It should be noted that statistical and practical significance are not the same. Statistical significance is generally expressed as a *P* value and provides information about the reliability of a finding, or the probability that the finding is by chance alone [41, 58]. Practical significance, often referred to as meaningfulness, is generally reported via some type of effect size estimate [14]. Much of scientific writing and publications depends heavily on *P* values, but there is a movement to rely less on them [1]. The justification for this is that findings are generally accepted as “significant” if a *P* value of less than 0.05 is achieved, but *P* values do not indicate the size of the effect. They are also heavily influenced by sample size. So much so, that a small effect with a large enough sample may produce a statistically significant *P* value. This may lead to practitioners making misinformed decisions. This has become such an issue in larger fields of science that over 800 researchers are now promoting the complete abandonment of *P* values in a recent publication in *Nature* [1].

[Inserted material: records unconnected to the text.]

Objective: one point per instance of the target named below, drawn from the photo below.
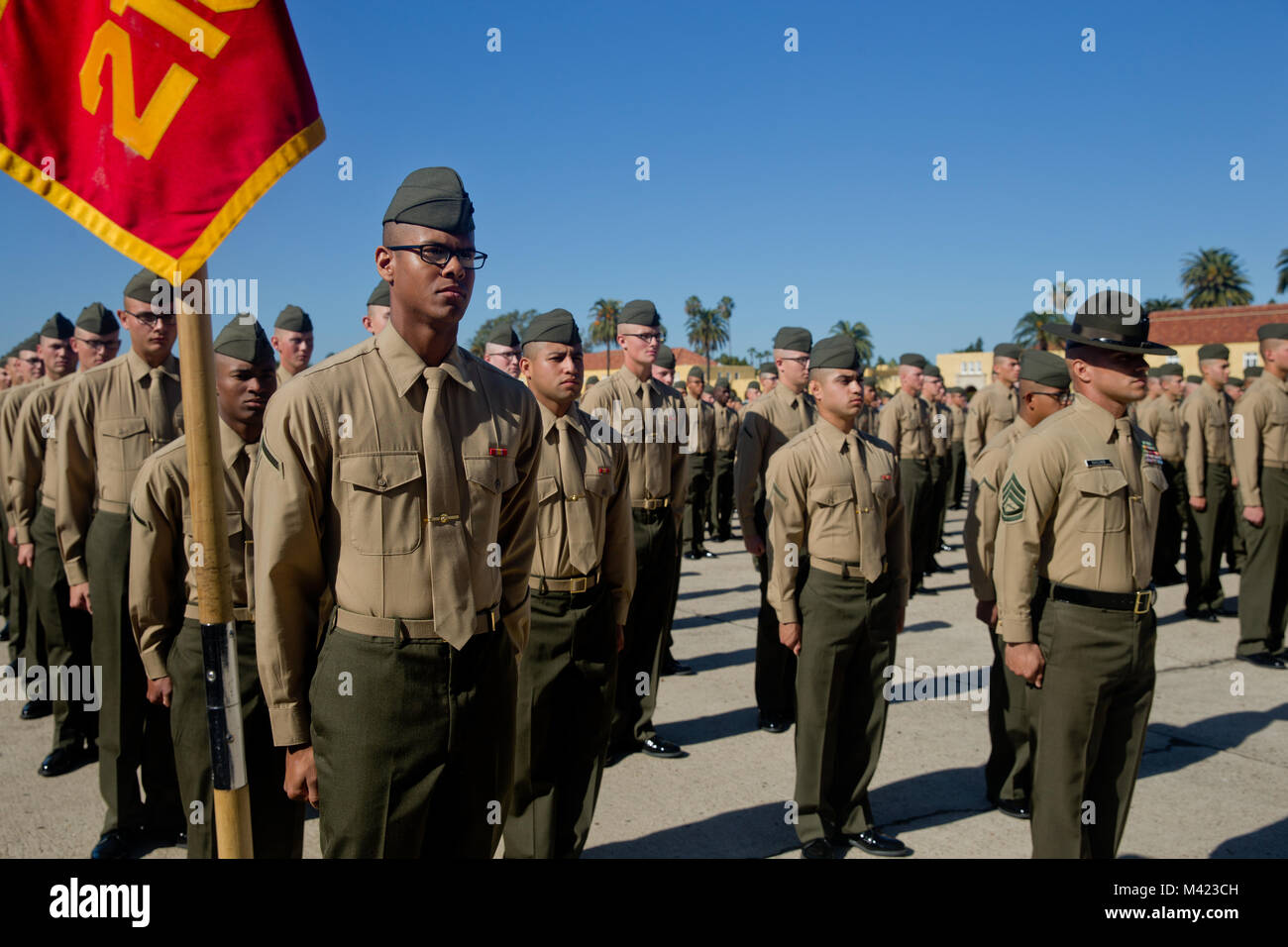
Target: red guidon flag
(155, 124)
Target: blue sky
(768, 167)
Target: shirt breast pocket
(385, 501)
(1103, 500)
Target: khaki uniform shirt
(993, 407)
(1265, 434)
(606, 497)
(340, 493)
(1206, 419)
(832, 512)
(161, 545)
(905, 424)
(983, 510)
(104, 434)
(1069, 514)
(33, 455)
(769, 423)
(1160, 419)
(706, 428)
(608, 402)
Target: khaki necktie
(1140, 553)
(160, 420)
(580, 530)
(452, 592)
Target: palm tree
(1030, 329)
(1214, 277)
(859, 334)
(603, 326)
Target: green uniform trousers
(1089, 727)
(1262, 586)
(848, 630)
(776, 665)
(1206, 541)
(413, 745)
(68, 635)
(721, 495)
(565, 711)
(697, 499)
(1009, 772)
(1171, 518)
(914, 489)
(647, 625)
(133, 735)
(275, 822)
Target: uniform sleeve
(1029, 491)
(156, 539)
(785, 492)
(75, 484)
(516, 528)
(1247, 449)
(618, 560)
(752, 434)
(290, 573)
(1196, 453)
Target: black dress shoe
(876, 844)
(1263, 659)
(1016, 808)
(34, 710)
(662, 749)
(816, 848)
(112, 845)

Specifically concerning athlete development, measures of practical significance may be of primary concern. In order to enhance performance, coaches, athletes, and scientists alike are mainly concerned with meaningful change [14, 32]. Furthermore, even if a group statistical method is chosen, sample sizes in sport performance are generally dictated by the size of the team one is working with. Small samples more often than not result in a low likelihood of achieving statistical significance even if meaningful change has occurred [14]. That being said, this does not necessarily mean that the reliability of a finding should be ignored and only the magnitude of difference or relatedness should be considered. Whenever possible, both *P* values and effect size estimates should be reported [14].

### Pre-analysis Data Screening

The current environment in sport performance and sport science fields provides ample opportunity to utilize “Big Data” techniques within athlete development programs. This is especially true with elite sports where ample data is available publicly [29, 34, 52]. This data can be explored and manipulated to evaluate relationships and produce predictive models. This information can then be used to make more informed decisions about player development. The data collected in strength and conditioning and sport science programs can often be used in the same way as an abundance of data is collected through monitoring programs [3, 9, 11, 56]. Unfortunately, all data and all data collection instruments are not always useful. As such, there are some concerns that need to be addressed and considered prior to including any data in the decision making process.

### Reliability

Testing and monitoring the development of an athlete’s bio-motor abilities is vital to determine the progress, maintenance, or regression associated with training. There are numerous instruments and methods of assessing performance [23, 33, 42]. Sport scientists and strength coaches should be concerned with the reliability and validity of these measurement devices and protocols. Reliability concerns the consistency of results of multiple tests while validity concerns the similarity between the measured value and the actual value [2, 27, 65]. While both can be largely affected by the quality of instrumentation, reliability is also affected by the subject and test protocol. Thus, the standardization of testing protocol is an essential component of reliability.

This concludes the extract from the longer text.